Dr. Mélanie Morin-Pelletier [57:05]
Yes, absolutely, for my part, I would add the history of women military members; my colleague spoke about it, but I would like to mention that we must not forget that women have been part of Canadian military campaigns since the 1800s. I’m referring to the Northwest Campaign in 1885, for example, or the South African War; and there were thousands of military nurses who served during both World Wars, more than 50,000 Canadian women served during the Second World War and so on. I understand where the person who asked us why we know so little about their history is coming from; it’s actually one of the reasons that led me to this field of study.

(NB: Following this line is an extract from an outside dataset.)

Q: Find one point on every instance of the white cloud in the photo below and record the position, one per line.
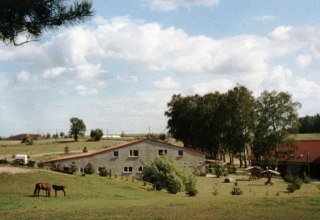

I can only hope that over the past 30-odd years we have started to fill in this historiographical gap. We have to understand that this reflects the history of women in general too. That it reflects the historiographical trend, socio-military history. So what I have seen in recent years as a female war and society historian, one of my first goals is to give voice to these people who, traditionally, did not have one in military history or social history. I believe that this is a very important goal for my other colleagues at the War Museum and for many historians today. I really do have confidence that we are moving toward a Canadian history that is increasingly inclusive.
Shannon Hartigan [59:15]
Thank you very much. And unfortunately we have reached the end of our time together, our first panel on the past and future of commemoration in Canada. I would very sincerely like to thank Mélanie, Andrew and Tim for having joined us today to share their very important and interesting perspectives, and their expertise as well.
And I hope our viewers will tune in to us again when we have our next series of panels as we continue to explore important themes surrounding Remembrance in our country. We’ll let you know when the next one is taking place. Thank you very much.